# Story on Troy James Knapp



## klbzdad (Apr 3, 2012)

KSL has done a story on Troy James Knapp, the "Mountain Man" who has eluded capture for years. Here is a link to the latest video:

http://www.ksl.com/?sid=22476458&nid=14 ... rUaAqXLe1d

I have spoken with the Iron County Sheriff and they continue to look for him and have continued their investigations in any and all break ins within Iron County. The bottom line for him is that he's been running from charges in California that do not exist anymore. They've been expunged. While he does have some charges to face up to in the counties where he has broken into places and caused damage or stolen survival items like firearms and food, once he answers to those, he will be able to tell his story and that will make him a millionaire. The guy will be able to buy a ton of property an not only won't have to run anymore, but he can live almost the same reclusive life he's enjoyed so far.
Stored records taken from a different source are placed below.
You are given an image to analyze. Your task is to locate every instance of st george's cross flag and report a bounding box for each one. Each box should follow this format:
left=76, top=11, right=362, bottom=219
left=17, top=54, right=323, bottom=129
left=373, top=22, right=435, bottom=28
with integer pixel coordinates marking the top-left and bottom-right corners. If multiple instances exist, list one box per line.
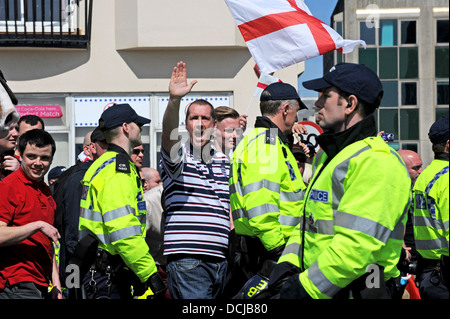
left=225, top=0, right=366, bottom=74
left=253, top=73, right=282, bottom=98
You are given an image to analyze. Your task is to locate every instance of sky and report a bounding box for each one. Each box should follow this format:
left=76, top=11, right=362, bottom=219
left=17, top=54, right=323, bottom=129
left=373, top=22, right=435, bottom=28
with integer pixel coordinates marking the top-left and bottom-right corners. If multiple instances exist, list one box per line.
left=299, top=0, right=339, bottom=97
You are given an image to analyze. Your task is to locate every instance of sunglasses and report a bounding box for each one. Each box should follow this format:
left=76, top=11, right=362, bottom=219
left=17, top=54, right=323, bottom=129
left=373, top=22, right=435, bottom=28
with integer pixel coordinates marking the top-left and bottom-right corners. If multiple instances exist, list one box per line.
left=133, top=149, right=145, bottom=155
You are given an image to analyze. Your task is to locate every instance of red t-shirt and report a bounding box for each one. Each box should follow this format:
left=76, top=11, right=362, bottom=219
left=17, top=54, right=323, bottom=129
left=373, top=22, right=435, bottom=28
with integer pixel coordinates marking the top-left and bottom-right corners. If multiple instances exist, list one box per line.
left=0, top=167, right=56, bottom=290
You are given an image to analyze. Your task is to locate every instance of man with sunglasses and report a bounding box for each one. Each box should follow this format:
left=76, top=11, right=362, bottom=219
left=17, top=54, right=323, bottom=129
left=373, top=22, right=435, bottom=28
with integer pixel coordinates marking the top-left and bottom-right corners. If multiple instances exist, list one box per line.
left=77, top=104, right=164, bottom=299
left=131, top=145, right=145, bottom=169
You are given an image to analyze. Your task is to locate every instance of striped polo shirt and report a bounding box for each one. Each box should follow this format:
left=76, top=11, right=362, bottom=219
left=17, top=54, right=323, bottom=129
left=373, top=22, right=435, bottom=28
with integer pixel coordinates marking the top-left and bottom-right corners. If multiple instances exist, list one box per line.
left=160, top=142, right=231, bottom=259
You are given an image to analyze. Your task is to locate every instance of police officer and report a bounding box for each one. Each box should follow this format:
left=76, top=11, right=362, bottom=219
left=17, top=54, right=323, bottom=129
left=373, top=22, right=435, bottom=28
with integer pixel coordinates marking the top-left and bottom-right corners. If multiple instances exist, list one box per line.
left=413, top=115, right=449, bottom=299
left=268, top=63, right=411, bottom=299
left=78, top=104, right=164, bottom=299
left=229, top=82, right=308, bottom=295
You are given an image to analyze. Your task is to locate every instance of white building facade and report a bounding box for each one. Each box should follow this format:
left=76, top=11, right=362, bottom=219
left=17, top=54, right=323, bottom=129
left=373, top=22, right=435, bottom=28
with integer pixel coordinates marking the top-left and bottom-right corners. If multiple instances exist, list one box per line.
left=0, top=0, right=303, bottom=170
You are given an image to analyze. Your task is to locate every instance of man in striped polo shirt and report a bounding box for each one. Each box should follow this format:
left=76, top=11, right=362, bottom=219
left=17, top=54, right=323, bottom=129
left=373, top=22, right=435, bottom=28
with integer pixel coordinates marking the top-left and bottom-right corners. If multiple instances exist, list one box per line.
left=160, top=62, right=230, bottom=299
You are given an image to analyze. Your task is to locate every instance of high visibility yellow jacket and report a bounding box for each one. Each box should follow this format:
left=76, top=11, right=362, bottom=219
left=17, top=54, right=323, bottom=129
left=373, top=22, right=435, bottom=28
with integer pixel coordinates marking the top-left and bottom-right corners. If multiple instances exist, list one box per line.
left=79, top=144, right=157, bottom=283
left=229, top=117, right=306, bottom=252
left=413, top=156, right=449, bottom=260
left=278, top=117, right=411, bottom=299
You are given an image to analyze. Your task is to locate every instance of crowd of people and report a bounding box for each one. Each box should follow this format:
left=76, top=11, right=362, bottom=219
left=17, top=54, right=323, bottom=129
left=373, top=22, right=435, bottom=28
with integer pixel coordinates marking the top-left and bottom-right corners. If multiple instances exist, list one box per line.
left=0, top=61, right=448, bottom=300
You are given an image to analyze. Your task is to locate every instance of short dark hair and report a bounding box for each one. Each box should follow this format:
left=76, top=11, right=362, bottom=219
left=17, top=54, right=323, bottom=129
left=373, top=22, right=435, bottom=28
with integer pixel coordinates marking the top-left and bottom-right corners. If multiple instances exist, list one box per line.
left=432, top=141, right=447, bottom=153
left=185, top=99, right=216, bottom=122
left=18, top=129, right=56, bottom=156
left=18, top=114, right=45, bottom=130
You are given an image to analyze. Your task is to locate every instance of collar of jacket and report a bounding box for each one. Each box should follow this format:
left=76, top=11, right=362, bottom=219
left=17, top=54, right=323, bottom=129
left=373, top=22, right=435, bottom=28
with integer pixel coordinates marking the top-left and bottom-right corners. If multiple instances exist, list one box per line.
left=108, top=143, right=132, bottom=160
left=316, top=114, right=377, bottom=160
left=254, top=116, right=292, bottom=146
left=435, top=152, right=449, bottom=161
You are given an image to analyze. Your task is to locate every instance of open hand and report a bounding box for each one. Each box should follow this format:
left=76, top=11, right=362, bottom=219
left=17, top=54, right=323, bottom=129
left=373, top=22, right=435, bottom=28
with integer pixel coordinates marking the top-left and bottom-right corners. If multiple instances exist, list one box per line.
left=169, top=61, right=198, bottom=100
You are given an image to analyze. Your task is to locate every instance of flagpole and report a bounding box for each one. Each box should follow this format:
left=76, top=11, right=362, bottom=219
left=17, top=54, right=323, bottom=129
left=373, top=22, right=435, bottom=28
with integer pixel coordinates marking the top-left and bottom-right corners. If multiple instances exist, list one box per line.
left=244, top=95, right=255, bottom=115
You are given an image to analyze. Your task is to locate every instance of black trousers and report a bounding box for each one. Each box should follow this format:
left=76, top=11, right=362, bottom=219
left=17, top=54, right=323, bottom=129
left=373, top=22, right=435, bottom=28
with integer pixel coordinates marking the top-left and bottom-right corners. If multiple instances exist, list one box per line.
left=417, top=270, right=449, bottom=299
left=416, top=256, right=449, bottom=299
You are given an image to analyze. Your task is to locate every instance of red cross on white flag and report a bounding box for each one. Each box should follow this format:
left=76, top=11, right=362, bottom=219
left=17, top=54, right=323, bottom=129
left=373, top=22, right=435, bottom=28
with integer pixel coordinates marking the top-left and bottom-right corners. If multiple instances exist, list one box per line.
left=225, top=0, right=366, bottom=74
left=253, top=73, right=282, bottom=98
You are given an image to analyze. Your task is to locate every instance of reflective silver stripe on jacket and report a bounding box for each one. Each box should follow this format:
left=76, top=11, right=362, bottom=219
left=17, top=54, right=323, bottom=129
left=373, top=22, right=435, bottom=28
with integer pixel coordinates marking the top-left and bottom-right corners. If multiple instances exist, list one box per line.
left=81, top=205, right=140, bottom=224
left=414, top=215, right=448, bottom=232
left=79, top=224, right=142, bottom=245
left=103, top=205, right=136, bottom=223
left=230, top=179, right=304, bottom=202
left=307, top=261, right=342, bottom=298
left=281, top=242, right=303, bottom=260
left=247, top=204, right=280, bottom=219
left=278, top=215, right=302, bottom=227
left=109, top=225, right=142, bottom=243
left=334, top=210, right=404, bottom=244
left=303, top=210, right=406, bottom=242
left=79, top=229, right=111, bottom=245
left=415, top=237, right=448, bottom=251
left=80, top=207, right=103, bottom=223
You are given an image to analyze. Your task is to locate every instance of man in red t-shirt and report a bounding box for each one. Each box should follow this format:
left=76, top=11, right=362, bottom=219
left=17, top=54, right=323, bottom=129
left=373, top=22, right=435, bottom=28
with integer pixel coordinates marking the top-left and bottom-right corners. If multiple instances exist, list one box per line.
left=0, top=129, right=61, bottom=299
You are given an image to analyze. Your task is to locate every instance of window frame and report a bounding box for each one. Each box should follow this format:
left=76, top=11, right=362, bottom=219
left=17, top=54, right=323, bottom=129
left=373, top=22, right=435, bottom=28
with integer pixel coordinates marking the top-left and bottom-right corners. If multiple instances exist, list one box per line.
left=358, top=18, right=420, bottom=148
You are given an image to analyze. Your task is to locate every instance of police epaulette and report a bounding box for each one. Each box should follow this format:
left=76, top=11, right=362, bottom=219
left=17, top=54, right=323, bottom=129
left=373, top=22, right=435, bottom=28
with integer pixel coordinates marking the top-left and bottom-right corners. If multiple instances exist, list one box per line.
left=265, top=129, right=277, bottom=145
left=116, top=154, right=131, bottom=173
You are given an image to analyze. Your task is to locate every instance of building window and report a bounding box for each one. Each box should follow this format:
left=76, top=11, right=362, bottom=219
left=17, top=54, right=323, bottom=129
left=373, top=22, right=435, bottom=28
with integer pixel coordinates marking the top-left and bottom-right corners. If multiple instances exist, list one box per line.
left=359, top=19, right=419, bottom=150
left=437, top=82, right=449, bottom=105
left=435, top=19, right=449, bottom=120
left=401, top=21, right=416, bottom=44
left=437, top=19, right=449, bottom=43
left=360, top=21, right=375, bottom=45
left=335, top=21, right=343, bottom=64
left=435, top=47, right=449, bottom=78
left=379, top=20, right=397, bottom=46
left=402, top=82, right=417, bottom=106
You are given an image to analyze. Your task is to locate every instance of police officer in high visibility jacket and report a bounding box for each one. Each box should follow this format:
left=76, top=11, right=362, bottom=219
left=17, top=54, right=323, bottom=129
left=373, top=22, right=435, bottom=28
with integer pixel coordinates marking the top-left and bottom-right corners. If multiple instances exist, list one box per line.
left=229, top=82, right=308, bottom=289
left=269, top=63, right=412, bottom=299
left=78, top=104, right=164, bottom=299
left=413, top=115, right=449, bottom=299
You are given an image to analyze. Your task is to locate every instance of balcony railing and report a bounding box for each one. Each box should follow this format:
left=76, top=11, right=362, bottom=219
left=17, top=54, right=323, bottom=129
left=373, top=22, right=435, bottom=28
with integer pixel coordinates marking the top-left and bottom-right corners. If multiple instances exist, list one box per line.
left=0, top=0, right=92, bottom=48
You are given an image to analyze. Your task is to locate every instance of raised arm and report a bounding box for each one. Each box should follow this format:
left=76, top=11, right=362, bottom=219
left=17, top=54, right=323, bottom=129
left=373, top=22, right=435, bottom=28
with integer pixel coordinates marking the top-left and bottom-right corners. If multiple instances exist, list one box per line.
left=161, top=62, right=197, bottom=154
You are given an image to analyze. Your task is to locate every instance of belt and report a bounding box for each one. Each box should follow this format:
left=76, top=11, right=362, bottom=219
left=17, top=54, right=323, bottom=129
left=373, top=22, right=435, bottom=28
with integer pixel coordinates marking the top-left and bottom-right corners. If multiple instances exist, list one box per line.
left=93, top=249, right=124, bottom=273
left=167, top=253, right=225, bottom=264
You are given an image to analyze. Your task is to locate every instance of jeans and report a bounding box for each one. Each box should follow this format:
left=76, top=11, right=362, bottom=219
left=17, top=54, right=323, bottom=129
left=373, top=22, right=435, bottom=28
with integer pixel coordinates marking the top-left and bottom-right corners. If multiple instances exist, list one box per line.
left=166, top=255, right=227, bottom=299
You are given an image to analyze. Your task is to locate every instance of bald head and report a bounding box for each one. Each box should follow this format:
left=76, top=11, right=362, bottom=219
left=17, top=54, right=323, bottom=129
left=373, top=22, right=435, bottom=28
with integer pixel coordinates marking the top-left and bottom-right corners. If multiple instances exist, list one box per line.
left=398, top=150, right=423, bottom=184
left=82, top=131, right=93, bottom=159
left=141, top=167, right=162, bottom=192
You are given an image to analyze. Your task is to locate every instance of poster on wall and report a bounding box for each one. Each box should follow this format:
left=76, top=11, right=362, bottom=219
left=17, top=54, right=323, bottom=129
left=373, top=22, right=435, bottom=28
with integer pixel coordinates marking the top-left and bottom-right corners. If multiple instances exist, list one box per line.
left=15, top=105, right=63, bottom=118
left=74, top=96, right=151, bottom=127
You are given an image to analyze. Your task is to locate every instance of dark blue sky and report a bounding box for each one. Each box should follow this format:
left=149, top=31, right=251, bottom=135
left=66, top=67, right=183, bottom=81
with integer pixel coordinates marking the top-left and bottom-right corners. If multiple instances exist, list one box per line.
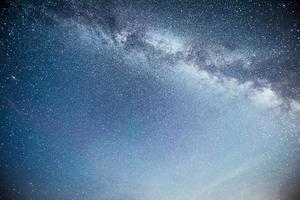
left=1, top=1, right=300, bottom=200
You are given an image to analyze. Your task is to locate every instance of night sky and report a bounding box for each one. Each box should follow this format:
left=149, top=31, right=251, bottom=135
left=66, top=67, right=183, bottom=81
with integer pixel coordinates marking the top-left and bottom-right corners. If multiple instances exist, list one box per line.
left=1, top=0, right=300, bottom=200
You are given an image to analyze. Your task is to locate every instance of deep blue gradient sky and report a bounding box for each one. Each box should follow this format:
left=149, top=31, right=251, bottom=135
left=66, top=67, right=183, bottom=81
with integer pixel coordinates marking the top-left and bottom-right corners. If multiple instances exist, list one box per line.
left=1, top=1, right=300, bottom=200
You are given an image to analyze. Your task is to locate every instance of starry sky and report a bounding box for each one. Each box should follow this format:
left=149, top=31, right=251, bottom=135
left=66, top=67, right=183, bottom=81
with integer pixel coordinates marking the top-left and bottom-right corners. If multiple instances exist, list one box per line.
left=0, top=0, right=300, bottom=200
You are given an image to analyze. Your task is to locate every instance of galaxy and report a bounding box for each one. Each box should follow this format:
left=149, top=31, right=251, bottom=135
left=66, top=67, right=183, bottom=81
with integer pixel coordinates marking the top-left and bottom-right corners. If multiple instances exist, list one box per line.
left=0, top=0, right=300, bottom=200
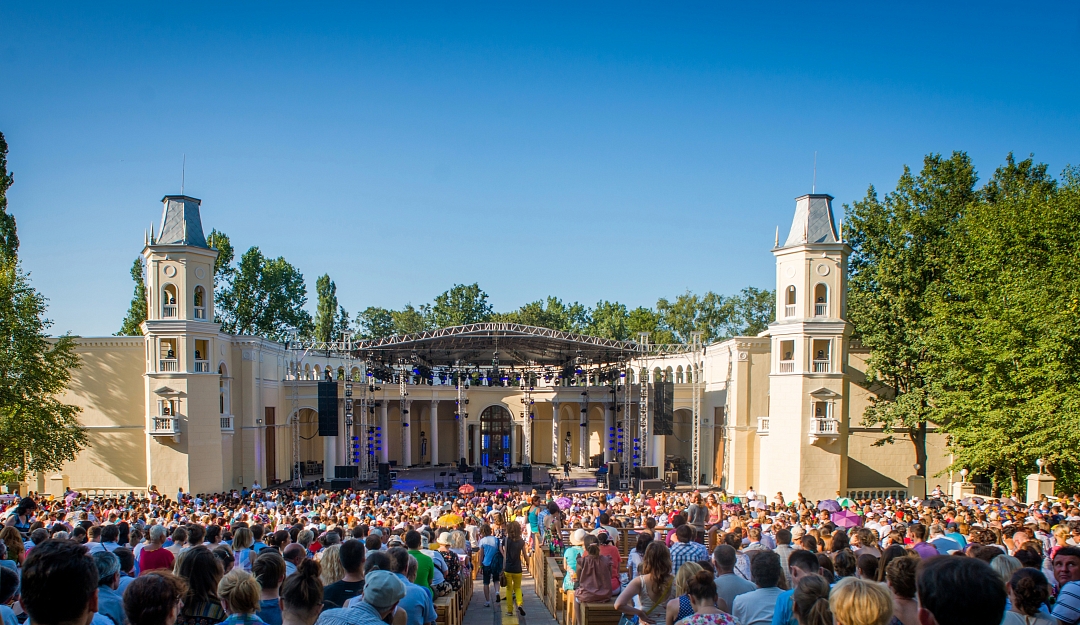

I hope to have a more official statement soon. But law enforcement has asked that I pass on the word to hunters and fishermen to not force contact with Mr. Knapp but instead to document the sighting with photos, GPS readings, direction of travel, and any other information that you think may be helpful in apprehending him. Most who have had contact with him find him personable but regardless he is armed and will likely be moving alot more during the elk and deer general seasons among others carrying firearms. He is armed with a .308 rifle and .45 ACP handgun. He also have knives and other survival tools and is a very skilled outdoors-man and survivalist. Should you have contact with him or see him, please call 911 as soon as possible.

*Iron County Sheriff's Office Newsroom*

More info to come....


----------



## martymcfly73 (Sep 17, 2007)

Looks like he's made it to Fairview canyon.


----------